Kanbun received a teaching licence from Zhou Zihe in 1904 and in 1906 he opened his own dōjō in Nanjing. He continued periodic training under Zhou Zihe during the next three years for a total of 13 years. After the three years, Kanbun Uechi returned to Okinawa, determined never to teach again because reportedly one of his Chinese students had killed a neighbour with an open-hand technique in a dispute over land irrigation.

== Return to Okinawa and travel to mainland Japan ==
Uechi returned to Naha, Okinawa in 1909, and he refused to teach martial arts while in Okinawa. He soon married, and his first son, Kanei Uechi was born in 1911. In 1912, a tea merchant and White Crane Kung Fu master Go Kenki (Wú Xiánguì) who knew him settled in Okinawa. As word spread from Go Kenki that Kanbun Uechi was a skilled martial arts teacher, he received requests to teach but refused.

Due to the economic situation in Okinawa, in 1924, at the age of 47, Kanbun Uechi left for Wakayama City, Wakayama Prefecture, Japan to find employment. While he was working as a security guard for a local Showa Spinning cotton spinning mill, he was persuaded by a co-worker, Ryuyu Tomoyose, to teach him privately after having been first convinced to show him ways of defending himself against different attacks. In 1926, after two years of private lessons, Ryuyu Tomoyose gathered together other interested potential students for a total of 30 men who all agreed to pay 5 yen each month. Since his monthly salary was only 15 yen, Kanbun Uechi agreed to resume teaching. Until 1932, he taught in small rooms in the company dormitory before work, during lunchtime, and after work He then opened a general store and the "Pangai-noon Karate Academy" open to the general public in Tebira, Wakayama Prefecture.

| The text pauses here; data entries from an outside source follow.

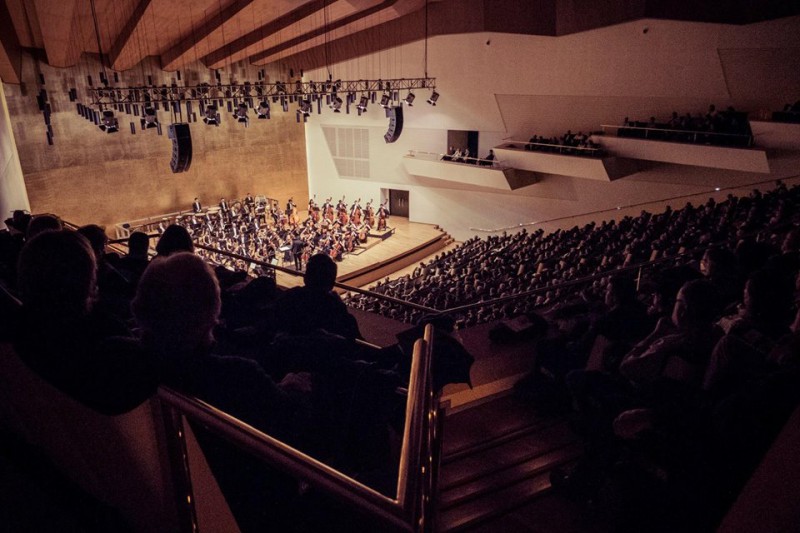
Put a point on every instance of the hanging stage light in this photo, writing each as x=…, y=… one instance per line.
x=262, y=111
x=109, y=122
x=241, y=114
x=211, y=116
x=150, y=119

In 1934, Kanbun Uechi met Kenwa Mabuni, the founder of Shitō-ryū, who interviewed Uechi in an article "The Story of Chinese Kenpo" he published in the 1934 edition of Karate Research. Mabuni suggested that Kanbun change the name of his style to "Uechi-Ryū" (上地流) or "style of Uechi." The style was officially renamed in 1940 in his honour, and is one of the four major styles of Okinawan Karate.

Kanbun Uechi continued to teach in Wakayama until 1946. In November of that year, Kanbun Uechi turned over his school to Ryuyu Tomoyose and returned to Okinawa and settled on the island of Iejima. Students who included Ryuyu Tomoyose's son, Ryuko, built a dōjō named the Uechi-Ryū Karate Academy. Kanbun Uechi died from kidney disease in 1948.

After Kanbun Uechi's death, his style was formalised by his son Kanei and his senior students. This included the addition of five "bridging" kata between the three Kanbun Uechi brought back from Fuzhou. Uechi-Ryū has students and dōjōs around the world.

== Grade ==
During his life, his style and school did not adhere to the Japanese Dan (rank) system. Out of respect he is considered a "10th dan" and referred to as "grandmaster" in references since his death.

== Family ==
Kanbun Uechi had four children. His oldest son, Kanei, continued his father's work in the martial arts. He had another son, Kansai, and two daughters, Tsuru (named after her grandmother) and Kamai.